The classes I'm scheduled to teach this fall semester include a Craft of Fiction course, and as I was going over the reading list that I sent in to the bookstore this past March, I realized yesterday that I wanted to change one of the books on the list to Chimamanda Ngozi Adichie's 2013 novel Americanah. It's a novel I've been intending to read since its publication, but until now, I've let other books (and student papers) intervene. A few days ago, I started reading it in the hallway, right next to the bookcase where it was waiting to be picked up. The sinuous opening sentence and the lushness of detail in Adichie's first paragraph instantly seduced me:
"Princeton, in the summer, smelled of nothing, and although Ifemelu liked the tranquil greenness of the many trees, the clean streets and stately homes, the delicately overpriced shops and the quiet, abiding air of earned grace, it was this, the lack of a smell, that most appealed to her, perhaps because the other American cities she knew well had all smelled distinctly. Philadelphia had the musty scent of history. New Haven smelled of neglect. Baltimore smelled of brine, and Brooklyn of sun-warmed garbage."
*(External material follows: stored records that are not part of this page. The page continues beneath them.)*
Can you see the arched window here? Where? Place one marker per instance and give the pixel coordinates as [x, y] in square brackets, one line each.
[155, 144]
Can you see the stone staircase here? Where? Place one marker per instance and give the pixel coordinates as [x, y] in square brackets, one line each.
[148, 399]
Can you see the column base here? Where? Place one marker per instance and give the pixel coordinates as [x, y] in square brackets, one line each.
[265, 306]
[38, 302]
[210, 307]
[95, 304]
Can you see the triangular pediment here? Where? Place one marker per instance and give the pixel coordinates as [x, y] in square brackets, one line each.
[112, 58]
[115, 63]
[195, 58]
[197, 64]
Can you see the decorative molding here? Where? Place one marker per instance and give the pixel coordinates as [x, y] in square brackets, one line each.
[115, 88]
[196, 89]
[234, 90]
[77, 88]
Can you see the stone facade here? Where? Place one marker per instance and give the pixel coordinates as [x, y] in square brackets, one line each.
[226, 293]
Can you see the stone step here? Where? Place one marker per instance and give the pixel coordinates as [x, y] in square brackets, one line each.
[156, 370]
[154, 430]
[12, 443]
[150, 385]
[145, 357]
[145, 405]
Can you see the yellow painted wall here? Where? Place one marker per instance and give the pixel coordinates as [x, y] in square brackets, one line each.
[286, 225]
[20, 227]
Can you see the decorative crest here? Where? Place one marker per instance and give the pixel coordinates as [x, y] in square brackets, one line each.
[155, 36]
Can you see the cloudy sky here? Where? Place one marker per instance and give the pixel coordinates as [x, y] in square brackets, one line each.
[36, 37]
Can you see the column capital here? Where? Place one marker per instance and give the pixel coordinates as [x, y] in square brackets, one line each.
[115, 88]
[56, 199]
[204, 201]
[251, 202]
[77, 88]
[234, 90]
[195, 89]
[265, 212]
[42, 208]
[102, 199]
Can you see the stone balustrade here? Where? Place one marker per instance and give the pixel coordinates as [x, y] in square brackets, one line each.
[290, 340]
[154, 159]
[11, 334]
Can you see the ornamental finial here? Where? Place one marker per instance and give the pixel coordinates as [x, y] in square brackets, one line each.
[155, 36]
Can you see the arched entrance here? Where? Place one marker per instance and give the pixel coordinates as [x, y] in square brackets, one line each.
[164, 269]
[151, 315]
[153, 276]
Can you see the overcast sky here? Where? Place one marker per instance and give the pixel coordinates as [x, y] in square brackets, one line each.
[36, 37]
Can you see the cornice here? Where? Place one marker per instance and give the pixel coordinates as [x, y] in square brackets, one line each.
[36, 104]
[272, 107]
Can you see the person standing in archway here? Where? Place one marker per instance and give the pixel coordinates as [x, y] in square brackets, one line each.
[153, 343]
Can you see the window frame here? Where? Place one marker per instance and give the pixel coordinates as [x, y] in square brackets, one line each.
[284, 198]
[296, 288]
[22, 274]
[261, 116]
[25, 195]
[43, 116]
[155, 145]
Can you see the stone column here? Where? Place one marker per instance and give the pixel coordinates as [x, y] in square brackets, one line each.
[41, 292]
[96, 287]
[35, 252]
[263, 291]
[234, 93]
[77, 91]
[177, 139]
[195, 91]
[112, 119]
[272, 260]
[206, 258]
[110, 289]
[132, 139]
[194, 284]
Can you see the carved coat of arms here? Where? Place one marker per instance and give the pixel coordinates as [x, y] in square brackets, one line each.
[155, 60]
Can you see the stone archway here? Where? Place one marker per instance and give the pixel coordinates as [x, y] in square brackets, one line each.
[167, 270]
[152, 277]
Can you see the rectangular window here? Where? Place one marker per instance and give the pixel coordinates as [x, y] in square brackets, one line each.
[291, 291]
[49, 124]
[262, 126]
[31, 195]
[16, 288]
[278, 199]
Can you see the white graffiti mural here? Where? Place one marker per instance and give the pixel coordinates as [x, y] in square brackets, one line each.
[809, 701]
One long, meandering, detail-drenched sentence followed by three short but nonetheless specific ones, even with the abstractions of "neglect" and "history" used to modify two cities known, like New Haven, in part for their Ivy League universities.
How do you teach something like this? I wondered, doubting that Adichie herself was specifically taught how to write such an arresting opening to her award-winning novel.
Nonetheless, there are instructive ways to look at openings—thirteen ways or more, for sure. When I put together a lesson on story openings for an introductory creative writing course a few years ago, I drew material from an excellent fiction-writing craft book by novelist Alice LaPlante, Method and Madness: The Making of a Story. In this text, LaPlante enumerates the narrative elements that a writer should think about when beginning a story: the first few paragraphs offer the reader a glimpse of the story's who, what, where, and when. Exceptions can of course be made, but I think these questions can be helpful for a writer to consider when beginning to build the world in which the story takes place.
In Americanah's opening paragraphs, Adichie gives us the who: Ifemelu; the where: Princeton; the when: the summer; and at the end of that first paragraph, the what: "She liked
that in this place of affluent ease, she could pretend to be someone else, someone specially admitted into a hallowed American club, someone adorned with certainty." The novel's plot hinges on themes of race and identity, and here Adichie hints at their integral importance to her story's narrative arc.
The next paragraph begins with a counterpoint; the author reveals, without preamble, a specific source of the novel's dramatic tension: "But she did not like that she had to go to Trenton to braid her hair. It was unreasonable to expect a braiding salon in Princeton
and yet as she waited at Princeton Junction station for the train
she wondered why there was no place where she could braid her hair."
In sum, an engaging story opening is frequently immersive—a reader lands directly in a specific setting, and here the author makes a vivid appeal to the senses. Conflict is hinted at, if not directly introduced, as is at least one character who is often the point-of-view character. There are, again, exceptions to this method, but if a writer is unsure how exactly to engage a reader in those first few sentences, the story's who, what, where, and when are helpful elements to consider.